A California Mega-Flood Could Change Everything - aberoham
https://features.weather.com/us-climate-change/california/
======
dredmorbius
Not mentioned in this otherwise excellent and comprehensive article is the
likely outcome of dumping hundreds of thousands if not millions of displaced
climate refugees on a state which has found it impossible to find either
temporary or permanent housing for just a few tens of thousands in the
firestorms of recent yearss.

Extreme housing shortages, reflexive NIBYism to the most modest of density and
new construction proposals, and land costs and use which have driven many into
the most vulnerable floodplains, would make this or numerous similar
widespread catastrophes (fire, earthquake, possibly tropical storms striking
the Southland San Diego - Los Angeles region) utterly catastrophic to many in
California, leading mass to a exodus ... to where, exactly?

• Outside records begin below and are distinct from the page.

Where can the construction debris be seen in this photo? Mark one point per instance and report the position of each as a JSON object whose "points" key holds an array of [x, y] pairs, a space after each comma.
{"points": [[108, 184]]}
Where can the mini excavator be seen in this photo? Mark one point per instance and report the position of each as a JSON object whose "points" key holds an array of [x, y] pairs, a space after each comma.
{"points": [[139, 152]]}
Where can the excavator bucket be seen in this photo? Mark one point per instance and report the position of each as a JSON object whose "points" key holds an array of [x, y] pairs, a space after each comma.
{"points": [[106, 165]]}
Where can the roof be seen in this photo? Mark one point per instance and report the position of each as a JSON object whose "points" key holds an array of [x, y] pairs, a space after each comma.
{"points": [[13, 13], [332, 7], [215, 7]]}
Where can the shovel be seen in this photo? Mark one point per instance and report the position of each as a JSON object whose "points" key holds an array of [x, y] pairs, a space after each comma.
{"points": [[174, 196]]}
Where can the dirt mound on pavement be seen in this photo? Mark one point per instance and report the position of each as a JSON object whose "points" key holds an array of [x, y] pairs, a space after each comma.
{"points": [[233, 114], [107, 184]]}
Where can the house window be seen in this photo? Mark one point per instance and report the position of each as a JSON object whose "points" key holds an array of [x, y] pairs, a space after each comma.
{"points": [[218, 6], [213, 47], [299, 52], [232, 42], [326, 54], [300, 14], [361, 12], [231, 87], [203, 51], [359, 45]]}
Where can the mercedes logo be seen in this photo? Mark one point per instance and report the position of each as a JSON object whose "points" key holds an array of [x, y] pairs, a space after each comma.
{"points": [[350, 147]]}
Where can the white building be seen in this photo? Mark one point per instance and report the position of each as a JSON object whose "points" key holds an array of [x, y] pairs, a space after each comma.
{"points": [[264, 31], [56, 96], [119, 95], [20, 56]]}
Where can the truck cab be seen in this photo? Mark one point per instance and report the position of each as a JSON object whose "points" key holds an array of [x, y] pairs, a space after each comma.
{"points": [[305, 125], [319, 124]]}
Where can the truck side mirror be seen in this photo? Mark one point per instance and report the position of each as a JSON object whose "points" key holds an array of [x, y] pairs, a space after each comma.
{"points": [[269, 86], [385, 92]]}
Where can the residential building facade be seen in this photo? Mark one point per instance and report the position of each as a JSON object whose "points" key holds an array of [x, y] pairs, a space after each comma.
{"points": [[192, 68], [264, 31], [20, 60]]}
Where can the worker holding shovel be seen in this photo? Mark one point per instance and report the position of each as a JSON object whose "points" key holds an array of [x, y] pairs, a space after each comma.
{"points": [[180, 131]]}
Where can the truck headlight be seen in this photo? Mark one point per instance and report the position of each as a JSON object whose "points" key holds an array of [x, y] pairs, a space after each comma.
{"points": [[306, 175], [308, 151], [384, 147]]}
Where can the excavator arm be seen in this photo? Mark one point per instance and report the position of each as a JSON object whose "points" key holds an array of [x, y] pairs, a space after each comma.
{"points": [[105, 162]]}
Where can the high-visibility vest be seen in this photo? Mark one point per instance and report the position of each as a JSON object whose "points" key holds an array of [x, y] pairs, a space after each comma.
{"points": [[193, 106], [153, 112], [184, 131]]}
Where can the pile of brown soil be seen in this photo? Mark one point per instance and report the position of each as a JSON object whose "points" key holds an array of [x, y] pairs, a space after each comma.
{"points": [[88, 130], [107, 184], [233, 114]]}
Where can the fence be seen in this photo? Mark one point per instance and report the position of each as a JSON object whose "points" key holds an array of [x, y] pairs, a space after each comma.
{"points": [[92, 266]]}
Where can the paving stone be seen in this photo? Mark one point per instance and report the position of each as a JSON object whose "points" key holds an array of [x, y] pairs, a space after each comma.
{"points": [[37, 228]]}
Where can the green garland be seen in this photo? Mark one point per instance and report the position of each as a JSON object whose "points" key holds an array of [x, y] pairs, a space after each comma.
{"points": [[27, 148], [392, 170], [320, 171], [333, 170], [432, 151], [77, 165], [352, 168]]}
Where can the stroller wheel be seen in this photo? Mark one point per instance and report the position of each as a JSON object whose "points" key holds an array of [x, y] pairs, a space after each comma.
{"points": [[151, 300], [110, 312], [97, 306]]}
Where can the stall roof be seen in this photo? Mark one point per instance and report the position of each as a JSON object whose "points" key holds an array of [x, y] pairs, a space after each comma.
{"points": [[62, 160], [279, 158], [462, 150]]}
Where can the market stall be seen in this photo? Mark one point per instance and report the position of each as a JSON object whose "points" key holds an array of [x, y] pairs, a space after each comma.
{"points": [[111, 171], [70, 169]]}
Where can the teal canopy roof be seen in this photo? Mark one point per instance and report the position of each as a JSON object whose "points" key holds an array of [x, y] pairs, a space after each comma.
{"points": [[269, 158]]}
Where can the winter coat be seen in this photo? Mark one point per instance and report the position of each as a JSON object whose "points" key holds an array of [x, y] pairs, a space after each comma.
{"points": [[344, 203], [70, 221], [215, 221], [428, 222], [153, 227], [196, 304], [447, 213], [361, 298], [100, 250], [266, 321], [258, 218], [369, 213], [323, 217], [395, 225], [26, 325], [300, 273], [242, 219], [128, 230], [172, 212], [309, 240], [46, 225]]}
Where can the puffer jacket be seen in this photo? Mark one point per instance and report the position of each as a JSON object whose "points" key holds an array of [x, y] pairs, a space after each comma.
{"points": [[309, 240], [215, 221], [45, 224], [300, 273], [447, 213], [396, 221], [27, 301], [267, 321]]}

The US as a whole
would be burdened to cope.

Apart from the meteorological, topographical, and engineering challenges, the
practice of treating real estate as a financial asset rather than an essential
societal infrastructure may come back to bite and hard.

Land tax could address both the housing crisis and shortfall, as well as much
of the funding requirement for disaster preparedness.

[https://en.wikipedia.org/wiki/Land_value_tax](https://en.wikipedia.org/wiki/Land_value_tax)